Eğer, dedi: bundan sonra sana bir şey sorarsam artık bana musahib olma, doğrusu tarafımdan son özre erdin
(Musa) dedi ki: "Eğer bundan sonra (bir daha) sana bir şey sorarsam, artık bana arkadaş olma. (O zaman) benim tarafımdan sana özür ulaşmıştır (artık benden ayrılmakta mazur sayılırsın).
(Musa:) "Bundan sonra sana bir şey soracak olursam, artık benimle arkadaşlık etme. Benden yana bir özüre ulaşmış olursun" dedi.
(Musa): "Eğer, dedi, bundan sonra sana bir şey sorarsam benimle arkadaşlık etme. (O takdirde) tarafımdan muhakkak özre ulaşmışsındır (Benden ayrılmakda ma'zur sayılmışındır).
Eğer bundan sonra sana bir şey sorarsam; benimle arkadaşlık etme. O zaman benim tarafımdan mazur sayılırsın, dedi.
- Eğer bundan sonra sana bir şey sorarsam, benimle arkadaşlık etme. O zaman, benim tarafımdan mazur görülürsün, dedi.
Musa: "Eğer" dedi, "sana bir daha soracak olursam, bundan böyle benimle hiç arkadaşlık etme! Artık özür dileyemeyecek hale geldim."
(Musa) dedi: "Eğer bundan sonra sana (herhangi) şeyden sorarsam artık bana arkadaşlık etme! Bu sana son özrüm olsun!"
'Sana daha başka bir şey sorarsam o zaman artık benimle arkadaş olma. Benden yeterli özür dinledin,' dedi.
"Eğer bir daha sana bir şey sorarsam, artık benimle arkadaşlık etmezsin! Arkadaşlıktan vazgeçmekle de haklı sayılırsın."
He said: "If I ask you about anything after this, then do not keep me in your company. You will then have a reason over me."
He said: “If I ask thee about anything after this, then keep thou not company with me; thou hast attained from me an excuse.”

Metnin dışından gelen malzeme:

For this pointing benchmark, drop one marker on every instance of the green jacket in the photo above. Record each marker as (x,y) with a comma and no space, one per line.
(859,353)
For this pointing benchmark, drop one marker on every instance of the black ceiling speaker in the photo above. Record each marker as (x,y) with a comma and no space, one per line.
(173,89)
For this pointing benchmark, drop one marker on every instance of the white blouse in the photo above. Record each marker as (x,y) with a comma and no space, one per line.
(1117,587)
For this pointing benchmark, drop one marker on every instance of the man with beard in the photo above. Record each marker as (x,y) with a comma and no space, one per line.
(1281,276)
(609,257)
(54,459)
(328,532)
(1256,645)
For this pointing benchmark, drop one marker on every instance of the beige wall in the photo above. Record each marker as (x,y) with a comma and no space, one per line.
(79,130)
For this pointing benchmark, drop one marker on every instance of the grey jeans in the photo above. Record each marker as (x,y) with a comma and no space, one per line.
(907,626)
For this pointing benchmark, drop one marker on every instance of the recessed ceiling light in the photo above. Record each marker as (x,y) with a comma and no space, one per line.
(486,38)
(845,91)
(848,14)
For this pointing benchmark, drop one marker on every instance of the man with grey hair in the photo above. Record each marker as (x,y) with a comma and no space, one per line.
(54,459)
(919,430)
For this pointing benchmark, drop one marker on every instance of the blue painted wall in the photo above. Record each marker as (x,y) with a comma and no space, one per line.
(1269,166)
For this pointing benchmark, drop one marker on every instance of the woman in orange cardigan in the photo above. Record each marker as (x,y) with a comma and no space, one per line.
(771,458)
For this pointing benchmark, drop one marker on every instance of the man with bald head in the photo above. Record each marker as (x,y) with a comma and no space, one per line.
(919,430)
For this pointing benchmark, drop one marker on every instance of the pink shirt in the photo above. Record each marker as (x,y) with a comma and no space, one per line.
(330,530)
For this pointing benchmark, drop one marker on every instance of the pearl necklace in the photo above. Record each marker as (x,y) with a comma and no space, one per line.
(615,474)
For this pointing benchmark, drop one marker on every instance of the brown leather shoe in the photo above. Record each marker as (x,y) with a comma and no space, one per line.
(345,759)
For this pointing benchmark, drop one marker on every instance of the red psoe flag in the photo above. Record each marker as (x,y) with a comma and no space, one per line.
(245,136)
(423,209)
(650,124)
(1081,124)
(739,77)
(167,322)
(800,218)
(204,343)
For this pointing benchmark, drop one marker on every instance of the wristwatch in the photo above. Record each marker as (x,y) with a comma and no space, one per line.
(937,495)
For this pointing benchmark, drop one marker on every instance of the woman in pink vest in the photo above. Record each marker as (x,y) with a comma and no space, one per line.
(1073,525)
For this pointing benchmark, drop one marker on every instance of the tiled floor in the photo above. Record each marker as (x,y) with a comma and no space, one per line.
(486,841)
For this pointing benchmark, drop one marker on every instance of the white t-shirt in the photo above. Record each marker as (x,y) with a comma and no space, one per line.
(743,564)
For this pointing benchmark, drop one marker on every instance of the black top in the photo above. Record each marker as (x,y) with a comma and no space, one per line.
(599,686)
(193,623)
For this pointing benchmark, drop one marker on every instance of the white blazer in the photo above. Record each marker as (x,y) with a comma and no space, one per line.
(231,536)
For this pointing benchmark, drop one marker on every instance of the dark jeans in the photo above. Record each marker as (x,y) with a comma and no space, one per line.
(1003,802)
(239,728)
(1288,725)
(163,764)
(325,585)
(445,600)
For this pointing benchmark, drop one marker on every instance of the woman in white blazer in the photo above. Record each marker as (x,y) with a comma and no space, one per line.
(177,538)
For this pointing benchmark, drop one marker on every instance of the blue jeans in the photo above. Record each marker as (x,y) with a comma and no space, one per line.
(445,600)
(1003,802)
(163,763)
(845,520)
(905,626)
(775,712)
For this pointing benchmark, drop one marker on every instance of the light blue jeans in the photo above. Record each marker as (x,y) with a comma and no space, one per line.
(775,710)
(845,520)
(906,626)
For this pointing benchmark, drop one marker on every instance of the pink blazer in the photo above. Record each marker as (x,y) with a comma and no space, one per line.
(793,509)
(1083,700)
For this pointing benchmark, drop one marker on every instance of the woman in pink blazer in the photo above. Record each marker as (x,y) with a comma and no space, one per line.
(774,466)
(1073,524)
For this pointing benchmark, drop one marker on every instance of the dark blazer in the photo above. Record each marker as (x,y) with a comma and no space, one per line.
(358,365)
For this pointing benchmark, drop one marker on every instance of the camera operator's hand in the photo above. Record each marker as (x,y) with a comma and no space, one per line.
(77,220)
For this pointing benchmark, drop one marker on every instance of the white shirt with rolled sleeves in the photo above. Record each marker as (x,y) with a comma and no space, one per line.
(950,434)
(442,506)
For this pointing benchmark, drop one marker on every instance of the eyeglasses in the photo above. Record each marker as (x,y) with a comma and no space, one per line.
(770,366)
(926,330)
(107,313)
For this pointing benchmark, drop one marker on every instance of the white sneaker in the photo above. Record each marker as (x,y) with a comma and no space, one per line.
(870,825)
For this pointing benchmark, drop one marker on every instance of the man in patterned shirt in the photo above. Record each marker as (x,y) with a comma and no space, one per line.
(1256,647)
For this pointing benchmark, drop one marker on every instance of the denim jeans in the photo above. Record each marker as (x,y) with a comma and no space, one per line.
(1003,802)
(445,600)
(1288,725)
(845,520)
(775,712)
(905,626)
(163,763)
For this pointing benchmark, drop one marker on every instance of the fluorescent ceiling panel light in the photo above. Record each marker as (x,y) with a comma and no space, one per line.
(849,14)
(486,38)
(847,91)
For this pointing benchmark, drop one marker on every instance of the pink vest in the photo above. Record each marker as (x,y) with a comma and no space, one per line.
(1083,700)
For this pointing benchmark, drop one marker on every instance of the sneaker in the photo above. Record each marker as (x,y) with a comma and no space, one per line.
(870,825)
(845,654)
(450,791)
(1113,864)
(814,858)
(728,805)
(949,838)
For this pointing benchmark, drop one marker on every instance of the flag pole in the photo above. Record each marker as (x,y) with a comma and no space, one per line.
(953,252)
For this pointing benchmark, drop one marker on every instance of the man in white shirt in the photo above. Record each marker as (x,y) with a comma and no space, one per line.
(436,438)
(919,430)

Musa said, ‘If I ask you about anything after this, then you should no longer keep me company. I will have given you excuse enough.’
He said, "If I ask you about anything else, then do not keep me with you. You have seen enough apologies from me."
He said: "If I ask you about anything after this, then do not keep me in your company. You will then have a reason over me."
He said, "If I ask you about anything after this, then do not keep me in your company. You will then have a reason over me."